In deze zaak, behandeld door de Rechtbank Rotterdam op 30 juli 2024, is een kort geding aan de orde waarin HCI 360 Innsbruckweg B.V. als eiseres optreedt tegen de onbekende gedaagden die zich in een gekraakt bedrijfspand bevinden. De eiseres heeft verzocht om ontruiming van het pand, dat zich aan een specifieke straat in Rotterdam bevindt. De gedaagden zijn niet verschenen tijdens de zitting, waardoor verstek is verleend. De rechtbank heeft vastgesteld dat de dagvaarding aan de wettelijke vereisten voldoet en heeft het gevraagde verstek verleend.
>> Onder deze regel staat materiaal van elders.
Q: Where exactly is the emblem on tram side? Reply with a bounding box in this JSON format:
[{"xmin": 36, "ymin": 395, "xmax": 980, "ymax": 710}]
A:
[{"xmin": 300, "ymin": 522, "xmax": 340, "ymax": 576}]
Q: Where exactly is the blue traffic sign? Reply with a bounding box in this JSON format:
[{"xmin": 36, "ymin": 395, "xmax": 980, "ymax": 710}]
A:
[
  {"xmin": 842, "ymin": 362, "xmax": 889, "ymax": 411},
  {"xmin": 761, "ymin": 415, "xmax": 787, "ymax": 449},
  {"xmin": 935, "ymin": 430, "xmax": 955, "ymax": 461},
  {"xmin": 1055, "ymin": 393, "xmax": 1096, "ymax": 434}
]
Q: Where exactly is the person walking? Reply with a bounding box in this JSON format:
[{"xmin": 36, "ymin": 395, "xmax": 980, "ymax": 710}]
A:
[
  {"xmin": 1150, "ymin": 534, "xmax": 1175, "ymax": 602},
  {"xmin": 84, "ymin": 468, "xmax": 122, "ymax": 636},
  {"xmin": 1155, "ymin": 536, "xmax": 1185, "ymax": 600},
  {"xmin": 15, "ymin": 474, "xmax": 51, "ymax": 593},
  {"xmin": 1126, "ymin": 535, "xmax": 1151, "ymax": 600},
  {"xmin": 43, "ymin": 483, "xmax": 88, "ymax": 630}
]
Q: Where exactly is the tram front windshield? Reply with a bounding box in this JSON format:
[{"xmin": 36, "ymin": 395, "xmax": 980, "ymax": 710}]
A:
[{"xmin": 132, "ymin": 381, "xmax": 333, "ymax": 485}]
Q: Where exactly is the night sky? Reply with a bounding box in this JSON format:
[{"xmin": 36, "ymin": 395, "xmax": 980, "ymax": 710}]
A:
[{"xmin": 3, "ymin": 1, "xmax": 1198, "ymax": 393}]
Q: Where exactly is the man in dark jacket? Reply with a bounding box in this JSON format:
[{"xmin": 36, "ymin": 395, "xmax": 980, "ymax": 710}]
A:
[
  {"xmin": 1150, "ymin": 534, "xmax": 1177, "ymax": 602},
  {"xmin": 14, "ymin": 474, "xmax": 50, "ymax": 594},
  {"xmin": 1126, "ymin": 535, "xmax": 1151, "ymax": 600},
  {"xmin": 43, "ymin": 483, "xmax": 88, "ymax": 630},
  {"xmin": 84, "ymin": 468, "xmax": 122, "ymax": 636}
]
De voorzieningenrechter heeft geoordeeld dat de ontruiming van de onroerende zaak moet plaatsvinden, maar niet onmiddellijk. De gedaagden moeten het pand binnen drie dagen na betekening van het vonnis ontruimen. De rechtbank heeft ook bepaald dat de eiseres het vonnis gedurende zes maanden na de ontruiming kan ten uitvoer leggen in geval van hernieuwde kraak. De gedaagden zijn als grotendeels in het ongelijk gestelde partij veroordeeld in de proceskosten, die zijn begroot op € 1.650,37. De gevorderde wettelijke rente over de proceskosten is toegewezen, evenals de veroordeling tot betaling binnen veertien dagen na aanschrijving.
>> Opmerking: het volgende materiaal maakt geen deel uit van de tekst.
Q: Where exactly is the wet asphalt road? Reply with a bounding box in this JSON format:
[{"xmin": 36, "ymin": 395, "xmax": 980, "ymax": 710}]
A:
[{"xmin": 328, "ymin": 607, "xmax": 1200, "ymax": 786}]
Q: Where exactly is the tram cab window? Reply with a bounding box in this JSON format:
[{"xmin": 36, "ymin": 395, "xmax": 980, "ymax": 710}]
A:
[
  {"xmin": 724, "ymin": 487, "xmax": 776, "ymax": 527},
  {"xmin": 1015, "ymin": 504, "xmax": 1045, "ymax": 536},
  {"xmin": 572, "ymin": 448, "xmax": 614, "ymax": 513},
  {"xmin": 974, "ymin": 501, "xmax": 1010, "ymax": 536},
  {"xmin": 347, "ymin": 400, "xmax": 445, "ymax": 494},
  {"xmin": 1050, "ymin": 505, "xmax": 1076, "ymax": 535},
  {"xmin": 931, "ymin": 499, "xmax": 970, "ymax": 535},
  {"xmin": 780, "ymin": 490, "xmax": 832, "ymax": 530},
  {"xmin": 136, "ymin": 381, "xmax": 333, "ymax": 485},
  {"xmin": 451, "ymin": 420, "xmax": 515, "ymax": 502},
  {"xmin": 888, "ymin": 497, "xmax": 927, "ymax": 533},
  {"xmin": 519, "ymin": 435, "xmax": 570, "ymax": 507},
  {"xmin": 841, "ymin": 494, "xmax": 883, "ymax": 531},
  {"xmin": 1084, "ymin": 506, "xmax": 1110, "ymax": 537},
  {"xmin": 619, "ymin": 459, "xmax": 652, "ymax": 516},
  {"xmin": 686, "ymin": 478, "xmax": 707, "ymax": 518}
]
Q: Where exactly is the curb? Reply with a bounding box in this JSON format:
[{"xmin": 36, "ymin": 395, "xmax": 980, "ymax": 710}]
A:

De rechtbank heeft verder de gevorderde machtiging tot het gebruik van sterke arm afgewezen, evenals de gevorderde dwangsom, omdat de mogelijkheid tot gedwongen ontruiming al een voldoende dwangmiddel is. De voorzieningenrechter heeft het meer of anders gevorderde afgewezen en verklaard dat de veroordelingen uitvoerbaar bij voorraad zijn. Dit vonnis is openbaar uitgesproken door mr. P. de Bruin.